Koku sol tarafımda kalan yastıktan geliyordu. Dün gece bu yatakta beraber uyumuştuk. Sanki her şey rüya gibiydi, ona güvenip sıkıca sarılmıştım. Üstüm, evim, yatağım hâlâ Savaş kokuyordu. Yastığı kendime çekip yüzümü gömdüm. Kokusunu ciğerlerime doldurmak istiyordum.
“Sanırım sıra senin küçük kız, gerçi ben onu saatlerce yordum.

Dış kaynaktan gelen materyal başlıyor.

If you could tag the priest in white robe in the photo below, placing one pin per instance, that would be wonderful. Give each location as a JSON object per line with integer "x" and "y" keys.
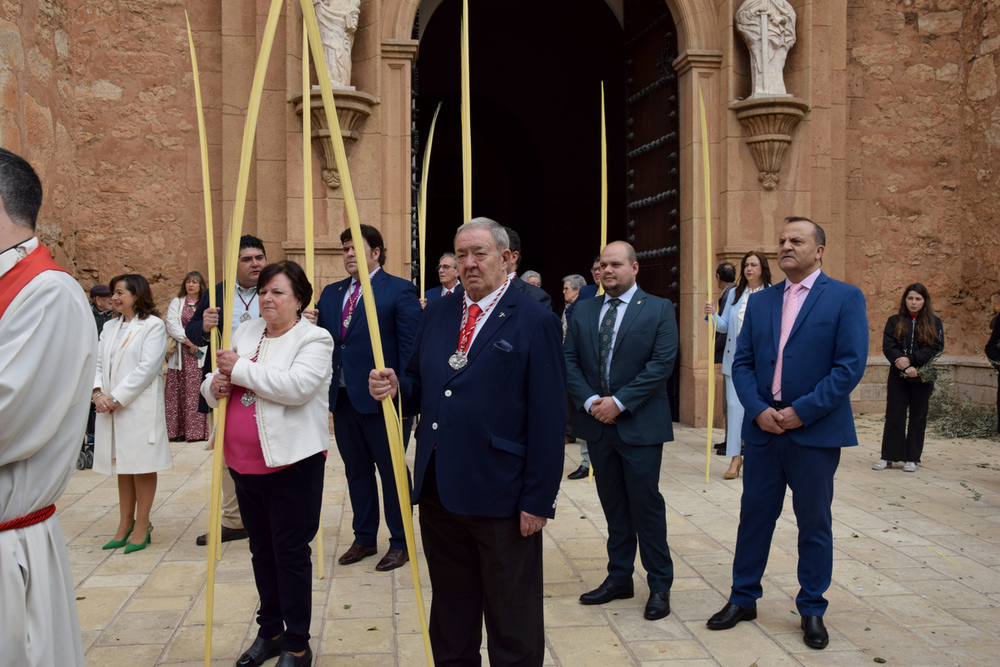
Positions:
{"x": 47, "y": 358}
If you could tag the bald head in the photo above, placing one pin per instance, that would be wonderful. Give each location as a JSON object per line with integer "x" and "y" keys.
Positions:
{"x": 619, "y": 267}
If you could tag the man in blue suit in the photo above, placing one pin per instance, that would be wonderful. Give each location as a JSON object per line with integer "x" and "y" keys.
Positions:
{"x": 357, "y": 419}
{"x": 488, "y": 378}
{"x": 586, "y": 292}
{"x": 802, "y": 350}
{"x": 620, "y": 350}
{"x": 448, "y": 275}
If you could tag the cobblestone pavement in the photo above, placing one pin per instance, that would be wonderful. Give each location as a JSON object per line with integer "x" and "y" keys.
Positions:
{"x": 916, "y": 571}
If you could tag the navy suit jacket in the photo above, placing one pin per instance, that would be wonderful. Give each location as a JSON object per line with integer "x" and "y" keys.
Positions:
{"x": 497, "y": 425}
{"x": 586, "y": 292}
{"x": 435, "y": 292}
{"x": 398, "y": 311}
{"x": 824, "y": 359}
{"x": 528, "y": 289}
{"x": 641, "y": 362}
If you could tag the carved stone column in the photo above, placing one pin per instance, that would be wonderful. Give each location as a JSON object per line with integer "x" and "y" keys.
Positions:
{"x": 353, "y": 106}
{"x": 768, "y": 123}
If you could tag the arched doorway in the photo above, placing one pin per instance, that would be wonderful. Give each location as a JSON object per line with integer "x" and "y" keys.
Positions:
{"x": 536, "y": 75}
{"x": 536, "y": 72}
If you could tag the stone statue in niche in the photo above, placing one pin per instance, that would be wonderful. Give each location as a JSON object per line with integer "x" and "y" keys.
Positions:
{"x": 338, "y": 21}
{"x": 768, "y": 28}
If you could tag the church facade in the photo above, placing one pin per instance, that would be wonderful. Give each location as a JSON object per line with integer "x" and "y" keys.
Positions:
{"x": 887, "y": 134}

Artık sana ne kaldıysa.” kulaklarımı tırmalayan Gülin’in iğrenç sesiyle yastığı tutup odanın ortasına fırlattım.
Kırılan kalbimin sesi, Zaten ne sanmıştın ki beraber olabileceğinizi mi ? Dün gece bir rüyaydı ve siz uyandığınızda rüya bitti diye çemkirdi.
O sese hak verip artık uykuya dalmak için gözlerimi kapattım. Yarın yeni bir işe başlıyordum ve kendime Madrid’de verdiğim sözü tutacaktım. Savaş yarından itibaren artık hayatımda yoktu.
Uyandığım andan beri hâlâ uykuya dalamamıştım. Komodinin üzerinde ki saate baktığımda üç olduğunu gördüm. Adam gündüzümü zehir etmişken gecemi de zehir etmişti. Onu düşünmekten bir türlü uyuyamıyordum.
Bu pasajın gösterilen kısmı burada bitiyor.